Revision: Aufhebung wegen unzureichender Feststellungen zum Vorsatzaufgeben
- Gericht
- BGH
- Spruchkörper
- 2. Strafsenat
- Aktenzeichen
- 2 StR 220/72
- Datum
- 07.07.1972
- Rechtsgebiet
- Strafrecht
Abstrakte Rechtssätze
Die Annahme, ein Täter habe seinen Tatvorsatz aufgegeben, bedarf einer nachvollziehbaren und tragfähigen Darlegung durch das Tatgericht; eine bloße Feststellung genügt nicht.
Besteht hinsichtlich des Fortbestands oder der Aufgabe des Tatvorsatzes Ungewissheit, ist diese zugunsten des Beschuldigten zu entscheiden (in dubio pro reo) und kann dies zur Einordnung der Tathandlungen als Versuch in Tateinheit führen.
Erhebt die Revision eine durchgreifende Sachrüge gegen die Feststellungen zur zeitlichen Reihenfolge und zum Vorsatz, kann dies zur Aufhebung der Verurteilung und Rückverweisung an die Vorinstanz führen.

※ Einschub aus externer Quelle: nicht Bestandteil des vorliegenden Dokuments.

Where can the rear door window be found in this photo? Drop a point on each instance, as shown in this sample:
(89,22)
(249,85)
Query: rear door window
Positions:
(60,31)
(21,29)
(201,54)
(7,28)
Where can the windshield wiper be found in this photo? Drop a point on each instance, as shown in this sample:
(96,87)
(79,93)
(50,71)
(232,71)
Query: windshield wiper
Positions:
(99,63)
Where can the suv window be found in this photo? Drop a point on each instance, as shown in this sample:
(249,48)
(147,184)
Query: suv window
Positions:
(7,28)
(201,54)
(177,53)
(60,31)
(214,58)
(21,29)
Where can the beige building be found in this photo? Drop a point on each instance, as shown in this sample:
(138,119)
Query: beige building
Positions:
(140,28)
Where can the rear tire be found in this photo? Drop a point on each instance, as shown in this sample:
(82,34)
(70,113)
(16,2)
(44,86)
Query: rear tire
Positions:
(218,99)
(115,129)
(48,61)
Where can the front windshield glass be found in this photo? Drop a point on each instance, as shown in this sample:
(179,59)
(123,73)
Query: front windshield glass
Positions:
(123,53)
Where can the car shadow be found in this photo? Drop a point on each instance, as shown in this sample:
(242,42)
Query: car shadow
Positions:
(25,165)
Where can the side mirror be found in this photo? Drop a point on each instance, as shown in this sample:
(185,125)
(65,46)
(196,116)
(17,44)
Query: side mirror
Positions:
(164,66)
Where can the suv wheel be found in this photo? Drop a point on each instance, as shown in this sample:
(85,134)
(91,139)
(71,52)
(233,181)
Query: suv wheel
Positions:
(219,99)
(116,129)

Sachdienliche Verfahrensrügen sind entbehrlich, wenn die sachliche Prüfung der Tatvorwürfe aufgrund fehlerhafter Feststellungen eine Aufhebung rechtfertigt.
Vorinstanzen
Landgericht Frankfurt am Main, 29. Oktober 1971
Rubrum
BUNDESGERICHTSHOF BESCHLUSS
2 StR 220/72
in der Strafsache gegen ███ den Vertreter und Konditor Michael Götz ohne festen Wohnsitz, geboren am ███ 1940 in ████, zur Zeit in Untersuchungshaft, wegen ausbeuterischer Zuhälterei u. a.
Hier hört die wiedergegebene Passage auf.